Apparently, the link between mental health and walking is pretty difficult to assess; you can’t tell if people who go on lots of walks have better mental health, or if people who have better mental health are more likely to walk a lot. 

I’m definitely apprehensive to say that hiking will improve everything about your mental health. It’s definitely not a cure for everyone, and it isn’t going to do the same work that medication will. However, it does improve your physical health, which can have positive benefits for your mental health, and the Expedition Society is a really good place to mingle. Speaking to new people was one of my favourite parts of the society when I first started, and it’s one of the things we try to promote in freshers.

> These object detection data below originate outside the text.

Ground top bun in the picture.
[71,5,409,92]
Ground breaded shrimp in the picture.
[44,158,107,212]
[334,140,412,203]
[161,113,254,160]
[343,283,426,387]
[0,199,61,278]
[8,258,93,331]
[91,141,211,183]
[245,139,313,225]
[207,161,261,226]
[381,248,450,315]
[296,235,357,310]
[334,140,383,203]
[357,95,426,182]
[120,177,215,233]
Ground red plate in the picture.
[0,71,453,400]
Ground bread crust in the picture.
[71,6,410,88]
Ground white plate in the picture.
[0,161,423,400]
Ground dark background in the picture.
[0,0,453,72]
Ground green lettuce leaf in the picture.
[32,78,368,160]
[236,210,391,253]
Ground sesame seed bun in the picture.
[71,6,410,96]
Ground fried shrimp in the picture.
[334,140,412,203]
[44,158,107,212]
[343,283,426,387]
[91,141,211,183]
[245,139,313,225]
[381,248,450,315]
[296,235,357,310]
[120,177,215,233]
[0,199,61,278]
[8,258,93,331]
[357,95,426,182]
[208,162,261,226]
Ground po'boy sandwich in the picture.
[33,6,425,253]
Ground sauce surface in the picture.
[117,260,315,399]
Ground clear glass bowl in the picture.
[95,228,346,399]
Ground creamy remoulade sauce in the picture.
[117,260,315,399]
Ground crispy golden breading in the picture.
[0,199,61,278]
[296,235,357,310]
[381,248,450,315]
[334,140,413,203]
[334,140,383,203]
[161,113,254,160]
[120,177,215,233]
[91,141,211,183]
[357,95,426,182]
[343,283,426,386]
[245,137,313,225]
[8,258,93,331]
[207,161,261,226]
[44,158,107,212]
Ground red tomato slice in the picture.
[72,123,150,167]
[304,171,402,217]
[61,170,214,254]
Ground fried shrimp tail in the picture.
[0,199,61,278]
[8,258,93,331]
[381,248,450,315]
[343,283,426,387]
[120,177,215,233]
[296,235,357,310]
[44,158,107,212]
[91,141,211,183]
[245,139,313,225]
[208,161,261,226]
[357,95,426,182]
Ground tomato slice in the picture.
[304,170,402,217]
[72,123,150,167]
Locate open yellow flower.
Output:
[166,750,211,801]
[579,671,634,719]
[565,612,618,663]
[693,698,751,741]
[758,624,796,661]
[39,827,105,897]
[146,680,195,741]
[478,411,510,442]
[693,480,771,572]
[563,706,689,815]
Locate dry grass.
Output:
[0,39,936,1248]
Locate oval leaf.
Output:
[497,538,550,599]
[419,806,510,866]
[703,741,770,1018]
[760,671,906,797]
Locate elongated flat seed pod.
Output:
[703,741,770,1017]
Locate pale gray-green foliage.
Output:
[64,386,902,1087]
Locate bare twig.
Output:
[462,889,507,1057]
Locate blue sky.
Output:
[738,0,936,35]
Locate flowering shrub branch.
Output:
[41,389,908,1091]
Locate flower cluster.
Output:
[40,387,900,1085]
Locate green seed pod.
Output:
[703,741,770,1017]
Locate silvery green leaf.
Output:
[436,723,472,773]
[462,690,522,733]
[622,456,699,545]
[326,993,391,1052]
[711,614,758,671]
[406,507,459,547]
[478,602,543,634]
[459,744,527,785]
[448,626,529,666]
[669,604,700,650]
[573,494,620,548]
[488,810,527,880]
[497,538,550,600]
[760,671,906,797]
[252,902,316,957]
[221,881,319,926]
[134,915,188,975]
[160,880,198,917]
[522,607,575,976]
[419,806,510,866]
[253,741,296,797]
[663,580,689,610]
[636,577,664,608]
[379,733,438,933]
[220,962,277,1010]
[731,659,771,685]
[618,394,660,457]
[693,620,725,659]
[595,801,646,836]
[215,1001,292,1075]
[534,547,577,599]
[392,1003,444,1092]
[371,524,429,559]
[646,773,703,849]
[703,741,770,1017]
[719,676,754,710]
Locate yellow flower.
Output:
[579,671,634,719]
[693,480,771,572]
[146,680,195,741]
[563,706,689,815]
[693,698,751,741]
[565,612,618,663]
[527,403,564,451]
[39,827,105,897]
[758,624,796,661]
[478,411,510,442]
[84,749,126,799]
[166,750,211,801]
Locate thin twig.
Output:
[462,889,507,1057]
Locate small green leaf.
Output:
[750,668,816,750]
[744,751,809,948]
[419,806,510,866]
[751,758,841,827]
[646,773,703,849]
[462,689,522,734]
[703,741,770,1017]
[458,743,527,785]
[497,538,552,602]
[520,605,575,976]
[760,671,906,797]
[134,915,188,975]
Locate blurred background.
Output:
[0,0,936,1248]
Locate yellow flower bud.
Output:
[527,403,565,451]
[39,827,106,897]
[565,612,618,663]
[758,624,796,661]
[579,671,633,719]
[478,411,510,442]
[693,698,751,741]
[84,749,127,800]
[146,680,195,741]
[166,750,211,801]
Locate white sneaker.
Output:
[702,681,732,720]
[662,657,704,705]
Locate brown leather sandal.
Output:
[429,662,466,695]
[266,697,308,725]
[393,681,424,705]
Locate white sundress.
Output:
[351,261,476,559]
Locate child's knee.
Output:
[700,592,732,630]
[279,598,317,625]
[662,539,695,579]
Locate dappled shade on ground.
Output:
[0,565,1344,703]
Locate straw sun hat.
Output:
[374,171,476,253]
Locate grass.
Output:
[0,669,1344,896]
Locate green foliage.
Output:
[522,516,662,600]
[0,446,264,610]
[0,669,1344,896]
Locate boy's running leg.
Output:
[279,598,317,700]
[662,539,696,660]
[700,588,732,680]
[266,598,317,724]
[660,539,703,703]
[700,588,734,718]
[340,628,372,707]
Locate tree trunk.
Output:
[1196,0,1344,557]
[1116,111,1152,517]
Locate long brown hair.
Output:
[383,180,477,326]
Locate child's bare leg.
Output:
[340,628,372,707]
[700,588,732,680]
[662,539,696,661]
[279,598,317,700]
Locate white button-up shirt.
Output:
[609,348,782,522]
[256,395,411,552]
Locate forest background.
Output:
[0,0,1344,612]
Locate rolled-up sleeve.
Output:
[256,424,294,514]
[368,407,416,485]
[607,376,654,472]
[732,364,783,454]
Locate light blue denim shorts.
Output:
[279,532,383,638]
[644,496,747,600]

How can people who are worried about their fitness levels get involved with the society/hiking?

Every single walk, we have students messaging us asking how hard it’s going to be. But our goal is to accommodate every level of ability. All of the walks from campus, almost everyone would be able to do; unfortunately, not all the places we go are wheelchair accessible, but this is something we’re working to improve on.

If a walk is expressly harder than your average walk, we’ll let people know. But generally, we go as fast as the slowest person.